In Dougherty, Lee, Worth, Terrell and Calhoun counties, Network of Trust offers “teen educator” counseling to young parents, encouraging them to stay in school, Barber said.

Monroe High School Principal Dolores Spears said she’d worked closely with Network of Trust at Monroe and Albany high schools.

“I think they make it very, very clear to the parents and to the young ladies that they need to have their children immunized,” Spears said.

Network of Trust provides a school nurse who works half the school day at Monroe High and meets weekly with a Network of Trust parent facilitator at the school, Spears said.
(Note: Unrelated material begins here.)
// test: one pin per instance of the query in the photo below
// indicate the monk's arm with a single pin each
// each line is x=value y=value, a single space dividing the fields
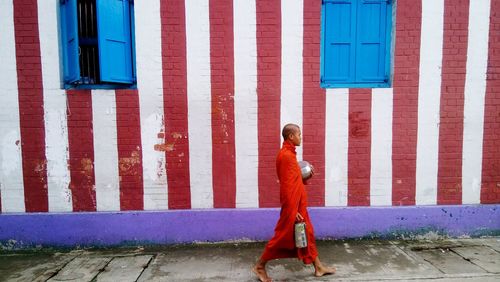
x=291 y=183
Through Network of Trust classes, young mothers can learn more about properly caring for their child, including the services that are available to them, Spears said.

“We kind of put the word out there,” said Spears. “The ladies have a way of telling on each other.”

While not celebrating pregnancy, the program emphasizes graduation and good child care, she said.

“They really work with the younger mothers and let them know the necessity of taking care of the babies from the beginning,” Spears said.

Network of Trust also sponsors a healthy lifestyles program called “Ready, Set, Go” which works individually with schools to help reduce the risk of children becoming unhealthy or obese, often during Physical Education classes, Barber said.